APA-Yaoundé (Cameroun) 2012-10-20 14:20:00 L’association «Remember Kamerun» vient de demander à la France, ancienne puissance colonisatrice, de reconnaître sa responsabilité dans la guerre contre les nationalistes ayant lutté pour la libération du Cameroun.


Ce regroupement d’intellectuels affirme saisir au bond la récente déclaration du chef de l’Etat français, François Hollande, qui a reconnu le massacre des Algériens du 17 octobre 1961.

«La France reconnaîtra-t-elle, bientôt, les crimes qu'elle a commis au cours de la guerre sanglante qu’elle a menée contre les nationalistes camerounais, avant et après l’indépendance de 1960 ? » se demandent les responsables de l’association.

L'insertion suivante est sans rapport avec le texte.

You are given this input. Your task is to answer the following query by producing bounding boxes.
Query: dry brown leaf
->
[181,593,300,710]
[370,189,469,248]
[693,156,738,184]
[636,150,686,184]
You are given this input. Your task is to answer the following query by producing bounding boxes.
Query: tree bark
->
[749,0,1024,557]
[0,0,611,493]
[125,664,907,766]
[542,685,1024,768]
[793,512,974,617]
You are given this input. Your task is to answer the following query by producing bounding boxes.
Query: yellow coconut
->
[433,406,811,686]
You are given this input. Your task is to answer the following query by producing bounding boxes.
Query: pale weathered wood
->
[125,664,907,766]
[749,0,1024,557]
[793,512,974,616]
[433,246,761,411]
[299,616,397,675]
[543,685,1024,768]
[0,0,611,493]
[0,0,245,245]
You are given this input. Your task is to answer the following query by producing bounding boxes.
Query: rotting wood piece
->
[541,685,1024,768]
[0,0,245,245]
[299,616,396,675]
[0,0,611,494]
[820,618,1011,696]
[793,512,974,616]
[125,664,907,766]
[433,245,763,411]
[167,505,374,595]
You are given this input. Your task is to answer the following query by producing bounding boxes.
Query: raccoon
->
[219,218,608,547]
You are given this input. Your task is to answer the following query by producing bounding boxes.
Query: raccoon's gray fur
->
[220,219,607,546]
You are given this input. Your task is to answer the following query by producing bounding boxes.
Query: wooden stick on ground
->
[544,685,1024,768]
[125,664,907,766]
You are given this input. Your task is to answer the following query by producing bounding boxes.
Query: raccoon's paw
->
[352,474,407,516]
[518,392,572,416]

«Remember Kamerun» exige ainsi l’ouverture complète des archives françaises sur le sujet, estimant que «trop de cartons d’archives sont encore interdits d’accès aux chercheurs».

Auteure du livre «Kamerun, une guerre cachée aux origines de la Françafrique», elle demande l’organisation d’un colloque international d’historiens dédié à la guerre dans ce pays mais aussi l’octroi d’aides aux jeunes chercheurs, notamment camerounais, «qui travaillent aujourd’hui sur ce passé avec des moyens dérisoires».